I’m aggregating all of the formally-verified Leftpads people wrote during the Theorem Prover Showdown. I asked participants to submit descriptions of their languages and explanations of their proofs so that people can compare and contrast the different tools. I’m still waiting on a few submissions, but there are enough up now that it’s worth sharing.
People are, of course, welcome to submit proofs for languages not yet present.
Thanks for this amazing project!
If I may, I’d like to gently complain about this sentence:
Thinking about total guarantees in this way confused me about proving code for a long time. Whenever I saw a “proven” piece of software, I could immediately think of several possible ways for it to nevertheless be wrong, so it was unclear how the “proof” was qualitatively different from other verification strategies.
Maybe a more accurate description could be:
Provably correct code is code that has been rigorously shown to implement a thorough specification using proof techniques from mathematical and logical praxis.
Yeah, I’m against the use of word guarantee or anything absolute like that. It hurt the formal methods field in the past when they were overpromising. Maybe something like, “Provably correct code is mathematically-proven to implement its intended behavior. If the specification is correct, code built this way usually has few to no errors in practice.”
Something along those lines. Maybe even with a link to CompCert’s testing results or something like that to illustrate the point.
Correctness is a relation between the input and output of a program. We say a program is correct if for every possible input, an execution of the program eventually results in a termination with the expected output.
The correctness relation is called functional if for every input only a single output is related. That is, each input uniquely determines an output.
Not all correctness relations have a correct program. An input-output relation for which no correct program exists is called undecidable. On the other hand, some correctness relations have multiple correct programs.
Typically, a programming language itself is already a specification language that allows one to establish an input-output relation in a rigorous manner. Sometimes one wishes to give a functional/relational specification before implementing a program, typically written down using mathematical notation.
Recent tools allow us to express functional/relational specifications on the computer too:
This is, of course, a simplification. Typically, the system one wishes to formalize is not functional, and thus requires more effort in abstract specification and refinement.
The words “rigorous” and “thorough” are not needed.
There’s a difference between establishing all that in math and it actually being true for the real code. It requires your specification to be correct, any specs/logics it depends on, the proofs, the checker, usually a parser, usually some I/O, the hardware, and so on. In this case, some of them needed automated solvers to be correct that are pretty complicated. I’m no sure that all have witness certificates or whatever they’re called yet. To be fair to proof engineers, many of them mention all of the above in their papers in the section describing assumptions and/or the TCB.
So, mbrock’s point that calling it a guarantee is too much seems to stand. I mean, even the seL4 people didn’t call it a total guarantee. They said the code should follow the spec assuming (long list here) isn’t wrong or broken.
I agree with your points. A proof is as much worth as you want it to be. See the DeepSpec project which tries to obtain proofs for a pragmatic computer: hardware specifications, OS specifications, prover specifications et cetera. However, this still not guarantees anything absolute.

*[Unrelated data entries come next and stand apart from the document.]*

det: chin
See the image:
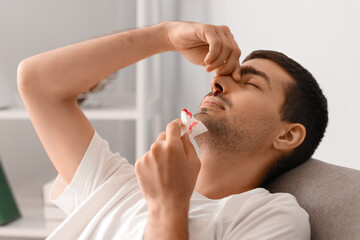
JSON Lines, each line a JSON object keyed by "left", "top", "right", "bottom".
{"left": 193, "top": 112, "right": 210, "bottom": 129}
{"left": 194, "top": 108, "right": 210, "bottom": 119}
{"left": 194, "top": 111, "right": 206, "bottom": 119}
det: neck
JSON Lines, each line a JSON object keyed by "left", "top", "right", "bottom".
{"left": 194, "top": 148, "right": 268, "bottom": 199}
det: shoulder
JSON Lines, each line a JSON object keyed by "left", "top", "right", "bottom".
{"left": 222, "top": 188, "right": 310, "bottom": 239}
{"left": 230, "top": 188, "right": 309, "bottom": 225}
{"left": 224, "top": 188, "right": 302, "bottom": 207}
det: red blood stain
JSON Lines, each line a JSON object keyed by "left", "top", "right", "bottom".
{"left": 189, "top": 121, "right": 199, "bottom": 134}
{"left": 214, "top": 90, "right": 221, "bottom": 96}
{"left": 183, "top": 108, "right": 192, "bottom": 118}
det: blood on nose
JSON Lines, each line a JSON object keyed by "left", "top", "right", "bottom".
{"left": 214, "top": 90, "right": 221, "bottom": 96}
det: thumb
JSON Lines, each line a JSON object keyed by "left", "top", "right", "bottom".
{"left": 181, "top": 133, "right": 201, "bottom": 167}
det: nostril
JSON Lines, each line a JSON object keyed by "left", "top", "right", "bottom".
{"left": 215, "top": 83, "right": 223, "bottom": 92}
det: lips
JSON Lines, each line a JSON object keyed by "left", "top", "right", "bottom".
{"left": 201, "top": 96, "right": 225, "bottom": 110}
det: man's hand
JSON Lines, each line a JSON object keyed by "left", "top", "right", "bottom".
{"left": 135, "top": 119, "right": 200, "bottom": 209}
{"left": 164, "top": 22, "right": 241, "bottom": 80}
{"left": 135, "top": 119, "right": 201, "bottom": 239}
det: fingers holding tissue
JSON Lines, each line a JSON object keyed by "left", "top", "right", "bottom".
{"left": 135, "top": 109, "right": 207, "bottom": 209}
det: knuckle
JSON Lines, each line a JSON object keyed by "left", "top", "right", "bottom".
{"left": 144, "top": 151, "right": 157, "bottom": 164}
{"left": 145, "top": 150, "right": 152, "bottom": 158}
{"left": 135, "top": 160, "right": 140, "bottom": 172}
{"left": 199, "top": 24, "right": 211, "bottom": 37}
{"left": 143, "top": 151, "right": 151, "bottom": 161}
{"left": 220, "top": 25, "right": 230, "bottom": 32}
{"left": 203, "top": 23, "right": 213, "bottom": 31}
{"left": 150, "top": 141, "right": 163, "bottom": 154}
{"left": 229, "top": 31, "right": 235, "bottom": 39}
{"left": 233, "top": 46, "right": 241, "bottom": 56}
{"left": 237, "top": 48, "right": 242, "bottom": 57}
{"left": 135, "top": 155, "right": 145, "bottom": 173}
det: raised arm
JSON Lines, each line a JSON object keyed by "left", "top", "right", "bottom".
{"left": 17, "top": 23, "right": 172, "bottom": 184}
{"left": 17, "top": 21, "right": 240, "bottom": 190}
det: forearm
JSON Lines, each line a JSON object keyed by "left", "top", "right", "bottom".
{"left": 18, "top": 22, "right": 172, "bottom": 101}
{"left": 144, "top": 205, "right": 189, "bottom": 240}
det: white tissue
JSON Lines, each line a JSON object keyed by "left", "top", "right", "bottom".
{"left": 180, "top": 109, "right": 208, "bottom": 138}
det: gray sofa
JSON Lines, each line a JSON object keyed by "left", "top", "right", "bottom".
{"left": 266, "top": 158, "right": 360, "bottom": 240}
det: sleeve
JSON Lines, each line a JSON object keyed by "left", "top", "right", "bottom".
{"left": 225, "top": 193, "right": 311, "bottom": 240}
{"left": 49, "top": 131, "right": 136, "bottom": 215}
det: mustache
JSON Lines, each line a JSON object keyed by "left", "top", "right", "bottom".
{"left": 202, "top": 91, "right": 232, "bottom": 108}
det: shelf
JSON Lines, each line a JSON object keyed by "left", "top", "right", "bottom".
{"left": 85, "top": 108, "right": 137, "bottom": 120}
{"left": 0, "top": 198, "right": 59, "bottom": 238}
{"left": 0, "top": 94, "right": 137, "bottom": 121}
{"left": 0, "top": 107, "right": 29, "bottom": 120}
{"left": 0, "top": 107, "right": 137, "bottom": 121}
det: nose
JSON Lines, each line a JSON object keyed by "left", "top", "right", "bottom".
{"left": 210, "top": 76, "right": 233, "bottom": 94}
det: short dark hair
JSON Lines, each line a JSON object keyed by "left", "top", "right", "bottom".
{"left": 243, "top": 50, "right": 328, "bottom": 184}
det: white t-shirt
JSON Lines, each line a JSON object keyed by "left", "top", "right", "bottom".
{"left": 47, "top": 131, "right": 310, "bottom": 240}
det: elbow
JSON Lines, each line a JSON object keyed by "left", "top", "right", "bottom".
{"left": 17, "top": 58, "right": 37, "bottom": 96}
{"left": 17, "top": 58, "right": 75, "bottom": 102}
{"left": 17, "top": 58, "right": 45, "bottom": 99}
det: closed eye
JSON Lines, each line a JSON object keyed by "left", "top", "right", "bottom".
{"left": 246, "top": 82, "right": 260, "bottom": 89}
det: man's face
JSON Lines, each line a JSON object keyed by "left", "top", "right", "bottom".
{"left": 194, "top": 58, "right": 295, "bottom": 158}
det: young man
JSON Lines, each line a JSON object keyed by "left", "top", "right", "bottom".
{"left": 18, "top": 21, "right": 327, "bottom": 239}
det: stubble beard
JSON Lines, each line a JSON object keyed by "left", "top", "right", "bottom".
{"left": 194, "top": 109, "right": 275, "bottom": 158}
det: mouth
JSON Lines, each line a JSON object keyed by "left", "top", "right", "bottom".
{"left": 201, "top": 97, "right": 225, "bottom": 110}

My point is still that “Rigorously shown:” is vague. When is a method that shows correctness rigorous, when is it not? “Thorough specification:” is vague. When is a specification thorough, when not? Both are matters of trust, it seems to me.
“But there is a difference between showing that in math and it really being true for code.” Well, if one mathematically deduces a property of some code, and it turns out to be really false, one should start to doubt the foundations or mechanism by which the deduction took place. In principle, any deduction should be true for the real code.
Although in some logics, not all true properties can be deduced (incompleteness), it does not mean that we should accept logics in which false properties can be deduced (unsoundness).
Or did I misunderstand what you mean by “the real code”?
“My point is still that “Rigorously shown:” is vague”
Ok. That’s a decent point. It is kind of vague. It does have a subjective meaning that a lot of people already understand. They think that a “rigorous” analysis, testing, or whatever phase means piles of effort was put in vs a non-rigorous approach. They expect to get significantly more results or less problems. The fact that people rarely use that word for software QA might make that perception sink in even more.
I think I mainly keep using it for the psychological impact on people that might not understand the formal terminology well. I could tell them it relates to the specification. Yet, they might think UML when I say that. So, personally, I use a mix of precise terms from the field and terms that seem to convey understanding to those outside of it. I have no proof this term is better: by all means experiment to see if it works in your conversations or find a better way to say it. Talking rigorous vs typical QA has just worked for me. From there, I might say low, medium, or high rigor, confidence, and so on. Although the field is called assurance, I’m thinking of ditching that word, too, since confidence clicks in more people’s heads. I’ve been seeing some people talking about “high-confidence” software or techniques that “increase confidence that software works as intended.” Robustness and resilience are the other two terms many are using.
It would be great if the README went somewhere. It just stops after explaining why we’re proving leftpad. What’s next? Am I supposed to start browsing the code in the folders? Are there some worked examples elsewhere in the repo?
Ya, each folder has its own proof in that language along with an explanation of the implementation.